- First tankōbon volume cover

夕闇とかたわれ (Yuuyami to Kataware)
- Genre: Supernatural
- Written by: Robico
- Published by: Kodansha
- English publisher: Kodansha
- Imprint: Young Magazine KC
- Magazine: YanMaga Web
- Original run: February 19, 2026 – present
- Volumes: 1

= To Dusk and Twilight =

Japanese manga series

To Dusk and Twilight (夕闇とかたわれ, Yuuyami to Kataware) is a Japanese manga series written and illustrated by Robico. It began serialization on Kodansha's YanMaga Web website in February 2026.

==Plot==
The series is about a teenage vampire girl who meets a suicidal hitman.

==Publication==
To Dusk and Twilight was first published as a one-shot in a special English edition of Kodansha's Weekly Young Magazine, released on August 18, 2025. It later began serialization as a full series on Kodansha's YanMaga Web website on February 19, 2026. The first volume was released on July 13, 2026.

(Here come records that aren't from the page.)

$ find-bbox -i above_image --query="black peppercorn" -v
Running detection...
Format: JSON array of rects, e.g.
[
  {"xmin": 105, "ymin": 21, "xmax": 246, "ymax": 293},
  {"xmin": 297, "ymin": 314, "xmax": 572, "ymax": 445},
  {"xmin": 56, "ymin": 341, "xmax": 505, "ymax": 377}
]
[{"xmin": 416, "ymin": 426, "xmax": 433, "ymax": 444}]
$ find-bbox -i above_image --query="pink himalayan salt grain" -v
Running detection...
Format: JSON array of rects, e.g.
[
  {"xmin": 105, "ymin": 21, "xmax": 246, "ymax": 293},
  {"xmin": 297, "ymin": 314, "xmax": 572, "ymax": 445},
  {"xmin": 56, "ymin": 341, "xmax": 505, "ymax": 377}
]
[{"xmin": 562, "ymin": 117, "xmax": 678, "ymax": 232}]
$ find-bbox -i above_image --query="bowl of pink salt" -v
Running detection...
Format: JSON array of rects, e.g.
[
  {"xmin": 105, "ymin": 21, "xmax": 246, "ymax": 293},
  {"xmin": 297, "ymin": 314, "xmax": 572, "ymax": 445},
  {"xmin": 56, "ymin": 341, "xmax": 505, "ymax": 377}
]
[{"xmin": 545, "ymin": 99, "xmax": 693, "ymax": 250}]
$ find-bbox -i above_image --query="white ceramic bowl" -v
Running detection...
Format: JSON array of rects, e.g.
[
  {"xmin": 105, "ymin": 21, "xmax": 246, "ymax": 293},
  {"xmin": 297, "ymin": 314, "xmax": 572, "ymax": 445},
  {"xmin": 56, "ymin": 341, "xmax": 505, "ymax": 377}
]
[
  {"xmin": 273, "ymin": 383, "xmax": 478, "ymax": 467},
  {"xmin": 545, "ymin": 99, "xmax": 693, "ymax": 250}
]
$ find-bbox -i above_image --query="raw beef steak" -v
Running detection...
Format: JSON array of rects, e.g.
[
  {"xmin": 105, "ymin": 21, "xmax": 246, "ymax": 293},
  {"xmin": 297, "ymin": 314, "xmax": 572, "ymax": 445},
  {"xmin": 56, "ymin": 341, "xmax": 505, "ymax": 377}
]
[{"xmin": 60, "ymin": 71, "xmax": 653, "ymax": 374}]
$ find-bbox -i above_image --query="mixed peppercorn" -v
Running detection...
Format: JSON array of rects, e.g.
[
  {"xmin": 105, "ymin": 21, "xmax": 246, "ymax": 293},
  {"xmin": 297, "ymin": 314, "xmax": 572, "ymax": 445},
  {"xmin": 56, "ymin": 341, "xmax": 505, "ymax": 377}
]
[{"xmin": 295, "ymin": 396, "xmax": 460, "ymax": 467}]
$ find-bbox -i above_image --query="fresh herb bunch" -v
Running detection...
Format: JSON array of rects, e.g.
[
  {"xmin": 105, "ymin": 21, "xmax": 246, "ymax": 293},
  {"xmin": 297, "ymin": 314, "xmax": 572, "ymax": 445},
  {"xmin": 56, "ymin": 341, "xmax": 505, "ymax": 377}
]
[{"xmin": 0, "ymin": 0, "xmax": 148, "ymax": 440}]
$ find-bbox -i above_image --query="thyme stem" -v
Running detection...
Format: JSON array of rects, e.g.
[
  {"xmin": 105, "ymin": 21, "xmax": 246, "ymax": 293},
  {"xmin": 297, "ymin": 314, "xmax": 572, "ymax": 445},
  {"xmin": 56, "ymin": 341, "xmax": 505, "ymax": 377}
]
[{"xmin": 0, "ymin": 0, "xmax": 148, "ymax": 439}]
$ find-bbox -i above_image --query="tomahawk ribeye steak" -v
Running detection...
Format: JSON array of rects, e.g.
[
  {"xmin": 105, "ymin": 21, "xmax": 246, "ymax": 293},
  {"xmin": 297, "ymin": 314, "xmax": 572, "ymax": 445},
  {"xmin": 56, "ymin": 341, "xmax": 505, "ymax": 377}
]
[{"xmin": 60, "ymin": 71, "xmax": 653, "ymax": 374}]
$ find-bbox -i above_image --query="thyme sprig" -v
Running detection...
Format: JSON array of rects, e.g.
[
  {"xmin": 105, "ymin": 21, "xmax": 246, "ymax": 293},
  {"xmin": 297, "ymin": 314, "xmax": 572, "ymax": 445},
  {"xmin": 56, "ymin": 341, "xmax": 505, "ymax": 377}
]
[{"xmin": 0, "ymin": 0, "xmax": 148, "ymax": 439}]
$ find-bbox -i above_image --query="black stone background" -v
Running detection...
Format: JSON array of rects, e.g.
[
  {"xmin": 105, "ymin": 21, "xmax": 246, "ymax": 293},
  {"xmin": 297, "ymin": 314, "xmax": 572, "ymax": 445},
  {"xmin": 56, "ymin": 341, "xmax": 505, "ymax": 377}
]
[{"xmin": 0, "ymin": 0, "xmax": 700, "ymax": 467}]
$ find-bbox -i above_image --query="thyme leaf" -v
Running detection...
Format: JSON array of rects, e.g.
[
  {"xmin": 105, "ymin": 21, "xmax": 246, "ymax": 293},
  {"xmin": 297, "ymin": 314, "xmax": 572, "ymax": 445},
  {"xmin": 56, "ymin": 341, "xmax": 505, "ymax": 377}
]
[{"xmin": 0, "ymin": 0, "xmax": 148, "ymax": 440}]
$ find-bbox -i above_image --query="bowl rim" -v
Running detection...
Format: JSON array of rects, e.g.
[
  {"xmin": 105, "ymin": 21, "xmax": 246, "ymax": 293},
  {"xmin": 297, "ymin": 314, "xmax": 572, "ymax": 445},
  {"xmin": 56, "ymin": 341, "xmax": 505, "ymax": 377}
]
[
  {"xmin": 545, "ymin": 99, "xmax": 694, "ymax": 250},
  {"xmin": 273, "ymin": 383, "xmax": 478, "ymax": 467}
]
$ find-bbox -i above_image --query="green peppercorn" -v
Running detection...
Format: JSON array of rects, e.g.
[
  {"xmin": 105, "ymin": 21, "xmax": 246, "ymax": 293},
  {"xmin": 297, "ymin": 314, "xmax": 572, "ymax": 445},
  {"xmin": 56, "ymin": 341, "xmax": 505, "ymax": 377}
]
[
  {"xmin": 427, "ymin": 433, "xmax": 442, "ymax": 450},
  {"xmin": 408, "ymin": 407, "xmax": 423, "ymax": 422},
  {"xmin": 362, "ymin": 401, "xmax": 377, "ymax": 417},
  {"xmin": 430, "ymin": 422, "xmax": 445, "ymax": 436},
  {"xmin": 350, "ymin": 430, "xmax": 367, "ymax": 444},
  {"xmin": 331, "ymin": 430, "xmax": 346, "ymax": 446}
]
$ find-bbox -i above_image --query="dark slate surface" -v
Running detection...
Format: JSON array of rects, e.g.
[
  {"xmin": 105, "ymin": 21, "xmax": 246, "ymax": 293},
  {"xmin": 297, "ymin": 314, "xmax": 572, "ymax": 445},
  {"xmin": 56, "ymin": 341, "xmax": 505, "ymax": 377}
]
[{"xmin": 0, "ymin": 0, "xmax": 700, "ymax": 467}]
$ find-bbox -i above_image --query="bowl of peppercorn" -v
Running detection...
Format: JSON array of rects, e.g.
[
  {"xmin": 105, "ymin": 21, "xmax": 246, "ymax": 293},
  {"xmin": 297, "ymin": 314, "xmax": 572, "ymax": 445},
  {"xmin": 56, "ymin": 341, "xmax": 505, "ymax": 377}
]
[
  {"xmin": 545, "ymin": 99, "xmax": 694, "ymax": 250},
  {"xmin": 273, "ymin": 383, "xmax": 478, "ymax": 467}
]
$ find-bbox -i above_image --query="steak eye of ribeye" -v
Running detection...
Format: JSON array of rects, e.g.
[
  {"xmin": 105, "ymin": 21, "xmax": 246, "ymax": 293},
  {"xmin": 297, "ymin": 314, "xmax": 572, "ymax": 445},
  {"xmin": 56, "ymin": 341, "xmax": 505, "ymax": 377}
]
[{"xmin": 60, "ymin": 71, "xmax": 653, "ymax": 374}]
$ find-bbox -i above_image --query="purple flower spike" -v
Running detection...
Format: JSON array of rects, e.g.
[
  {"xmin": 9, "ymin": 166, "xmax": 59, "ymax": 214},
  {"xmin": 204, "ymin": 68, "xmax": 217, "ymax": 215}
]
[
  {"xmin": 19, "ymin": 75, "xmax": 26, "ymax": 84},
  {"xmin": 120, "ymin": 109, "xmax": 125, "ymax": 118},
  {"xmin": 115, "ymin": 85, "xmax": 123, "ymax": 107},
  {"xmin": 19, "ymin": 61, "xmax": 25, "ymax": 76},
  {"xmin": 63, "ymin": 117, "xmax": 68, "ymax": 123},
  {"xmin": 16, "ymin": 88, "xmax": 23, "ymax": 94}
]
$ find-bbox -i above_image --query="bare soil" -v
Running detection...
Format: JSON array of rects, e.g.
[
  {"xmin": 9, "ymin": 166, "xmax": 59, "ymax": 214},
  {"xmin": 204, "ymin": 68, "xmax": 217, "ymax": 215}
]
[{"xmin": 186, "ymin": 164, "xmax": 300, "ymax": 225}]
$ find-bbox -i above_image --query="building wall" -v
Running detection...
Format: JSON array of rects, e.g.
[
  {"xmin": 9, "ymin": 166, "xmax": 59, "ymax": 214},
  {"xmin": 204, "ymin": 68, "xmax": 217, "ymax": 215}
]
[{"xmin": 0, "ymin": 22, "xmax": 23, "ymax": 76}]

The series' chapters are simultaneously published in English on Kodansha's K Manga app.

| No. | Japanese release date | Japanese ISBN |
|---|---|---|
| 1 | July 13, 2026 | 978-4-06-543346-1 |

==Reception==
In a review for ComicsBeat, Justin Guerrero gave To Dusk and Twilight a positive review, saying the manga "scratched my vampire itch."